I’ve been doing a lot that isn’t motorcycling for the last 2 weeks. Some camping. A college visit with Finn, my youngest. A lot of hiding — with varying degrees of effectiveness — from a widespread heatwave that has made any outdoor activities challenging.
So when I finally had a destination and a mission that was motorcycle friendly, I jumped at it.
Mount Phillip Road is one of the most enjoyably technical roads anywhere within 100 miles of home, and it’s right between my house and the west side of Frederick City. A lovely rural road with big elevation changes, some loose stone walls, and corners that apex off the tops and bottoms of hills.
Its not the sort of road that one should seek out if you have more enthusiasm than sense, and in my then-current state of moto-withdrawal, it is possible that label temporariliy fit.
My ride up to town was fairly restrained.
I may have been diverting 10-15% of my overall available attention to the problem that needed solving, and I knew I had about 10 days worth of skill-oxidation to account for.
The ride back, though, was another matter entirely.
Trivial Life Problem Solved, I had 100% of my attention available on what was a perfect warm sunny day — road conditions and visibility perfect — with a perfectly fettled vintage sport twin.
Ain’t this always how trouble begins?
It’s a good thing I got in the habit, a long time ago, of hanging my feet off the ends of the pegs so my toes would first touch down to warn of the limits of lean.
My favorite section of Mount Phillip has a tight left at the top of a hill, a sharp drop to another left, and then a medium straight to a decreasing radius right hander that exits down the side of another steep hill.
That decreasing radius turn is always a hoot, but today I was going for it — I was hungry.
It felt so good to be back in the saddle, I was asking for more — a few more degrees of open throttle, held for a second or two more, leading into harder, more deliberate corner entrances and a few more degrees of lean.
All things considered, maybe just 1 or 2 less of everything would have been all right.
As I got to the apex of my favorite corner, the outside of my right boot touched down hard.
The view in my right rearview mirror was showing a fairly enthusiastic display of sparks out behind.
I’m pretty sure that this is why one doesn’t see a lot of Brown’s ‘RideOff’ centerstands fitted to bikes that are headed to the track.
After sucking up the little unplanned adjustment to my cornering line, the R90S continued through if only 10 or 12 inches left of my original intention. Having left enough buffer and having been headed for the inside stripe at the time, I was able to gather things up without ending up somewhere where someone else might have been.

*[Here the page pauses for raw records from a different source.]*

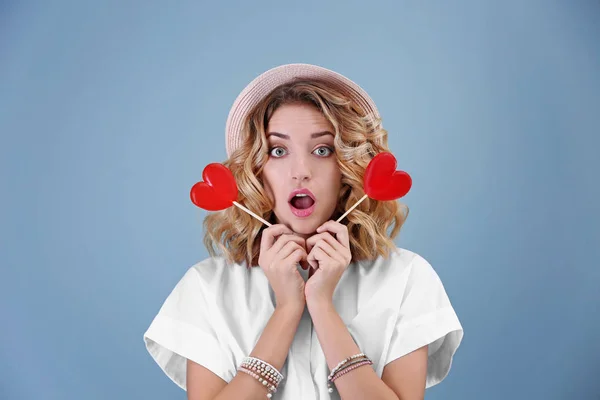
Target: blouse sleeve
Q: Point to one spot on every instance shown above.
(426, 317)
(182, 330)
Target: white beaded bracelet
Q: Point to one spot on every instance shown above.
(272, 389)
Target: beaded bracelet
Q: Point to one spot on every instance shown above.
(263, 367)
(341, 363)
(272, 389)
(264, 372)
(344, 366)
(350, 368)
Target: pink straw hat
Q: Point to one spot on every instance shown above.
(265, 83)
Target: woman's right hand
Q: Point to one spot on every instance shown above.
(280, 252)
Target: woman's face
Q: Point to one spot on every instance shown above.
(301, 157)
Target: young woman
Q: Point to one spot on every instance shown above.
(308, 308)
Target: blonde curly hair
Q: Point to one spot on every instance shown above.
(358, 138)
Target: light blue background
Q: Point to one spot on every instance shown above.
(109, 111)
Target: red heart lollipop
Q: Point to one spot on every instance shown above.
(218, 191)
(382, 181)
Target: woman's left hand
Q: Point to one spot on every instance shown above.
(329, 257)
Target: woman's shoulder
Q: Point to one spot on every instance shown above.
(217, 271)
(400, 265)
(399, 259)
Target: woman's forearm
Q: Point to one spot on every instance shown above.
(272, 347)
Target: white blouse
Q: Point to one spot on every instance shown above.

Thus chastened, I dialed my 20% over attack mode back to about 15% over and enjoyed the rest of the ride home with a big smile on my face and without incident.
What’s in your head is still the most important ‘rider aid’.
That assumes, of course, that your head is what’s in control of the rolling physics problem, and not one’s emotions.
Head and heart both have a role to play in making fast progress down a road — the head is ‘running the numbers’ and keeping all of the dynamic parameters inside the lines. Heart, though, is the source of confidence, of enthusiasm, of spirit, of aggression.
Today, heart was leading the way, and my head was just along for the ride.
I can’t recall such a clear, short term linkage between a choice that I made — “YeeHaaa!” — and a potentially negative outcome — “scrrrunnnnch!”.
Of course, every choice one makes in the saddle is this way, but this one was so comically immediate and expressive that even I took the hint.
I was, frankly, riding like a knob, and so the universe sent me a little message.
That the message didn’t involve plaster is a blessing.
Use both head and heart when you take to the road, but make sure your emotions know that the stuff that rides inside the helmet is in charge.